There Mrs. Sirotkin told her story. How as a girl of sixteen she worked at the dry cleaners on the first floor and how her older employer (he was in his twenties) started to court her. She was shy at first, but he was a kind and good man, so won her heart, and they married. When they got wind the building was about to be sold out from under them, he entered the purchasing process. He had never intended to own a building. But as a family man, he had a wife to care for. It was scary at first with an additional 23 families, and a mortgage to cover. But he learned. They worked together. She handled the books, he made repairs. It became painfully obvious they couldn’t do it all, so he sold the dry cleaning business, and jumped feet first into the challenge.

While their children were still young he had a massive stroke. She said, “I cried for fifteen minutes, pulled myself together and said ‘they all need me now, I can’t let myself go’.” She arrived at the hospital to bleak news. She nursed him at home while her mother cared for the children. To everyone’s amazement, he survived, though with a good deal of paralysis. When we knew him, he walked with a decided limp and had difficulty speaking.
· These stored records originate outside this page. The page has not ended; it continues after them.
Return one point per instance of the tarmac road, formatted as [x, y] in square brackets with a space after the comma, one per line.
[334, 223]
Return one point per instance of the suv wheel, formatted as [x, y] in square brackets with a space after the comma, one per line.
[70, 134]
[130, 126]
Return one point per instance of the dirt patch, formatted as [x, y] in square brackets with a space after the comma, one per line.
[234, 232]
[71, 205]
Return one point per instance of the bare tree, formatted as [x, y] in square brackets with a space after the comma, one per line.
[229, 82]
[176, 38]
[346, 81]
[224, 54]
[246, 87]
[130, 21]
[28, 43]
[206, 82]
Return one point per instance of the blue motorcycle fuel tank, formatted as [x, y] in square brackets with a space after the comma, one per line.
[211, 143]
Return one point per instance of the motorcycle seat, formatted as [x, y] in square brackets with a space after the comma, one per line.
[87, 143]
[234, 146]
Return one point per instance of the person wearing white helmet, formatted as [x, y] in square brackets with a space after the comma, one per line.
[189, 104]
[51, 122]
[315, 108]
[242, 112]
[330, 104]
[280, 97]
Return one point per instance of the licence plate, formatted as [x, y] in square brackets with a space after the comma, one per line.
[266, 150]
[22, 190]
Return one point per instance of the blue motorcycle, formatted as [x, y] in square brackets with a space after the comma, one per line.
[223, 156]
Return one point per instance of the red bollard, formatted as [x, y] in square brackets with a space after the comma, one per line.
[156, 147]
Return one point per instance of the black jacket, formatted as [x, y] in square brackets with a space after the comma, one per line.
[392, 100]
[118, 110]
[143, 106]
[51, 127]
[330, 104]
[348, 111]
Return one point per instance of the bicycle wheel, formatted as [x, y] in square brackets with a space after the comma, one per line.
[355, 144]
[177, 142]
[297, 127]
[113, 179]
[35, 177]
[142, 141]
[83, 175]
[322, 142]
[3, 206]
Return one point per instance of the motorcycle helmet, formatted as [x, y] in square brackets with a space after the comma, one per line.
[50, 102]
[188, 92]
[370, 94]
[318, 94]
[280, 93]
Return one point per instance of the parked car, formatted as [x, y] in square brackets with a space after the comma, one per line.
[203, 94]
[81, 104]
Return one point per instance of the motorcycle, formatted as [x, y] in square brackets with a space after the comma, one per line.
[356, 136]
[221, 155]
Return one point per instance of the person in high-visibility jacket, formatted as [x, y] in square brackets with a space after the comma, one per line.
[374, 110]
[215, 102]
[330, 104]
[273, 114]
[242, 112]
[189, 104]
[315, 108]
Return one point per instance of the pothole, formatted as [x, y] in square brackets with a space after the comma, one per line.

We offered to paint the apartment for them when we first moved in, and after Mr. Sirotkin literally dragged himself up the five sets of stairs to replace a light switch, I asked if I could watch. I would do it next time. He obliged. That short interaction boosted my confidence to later replace light switches, sockets, ceiling lights, and even rewire lamps. But their example of teamwork, mutual respect, love, and perseverance in the face of obstacles, taught me even more. What a good marriage looked like.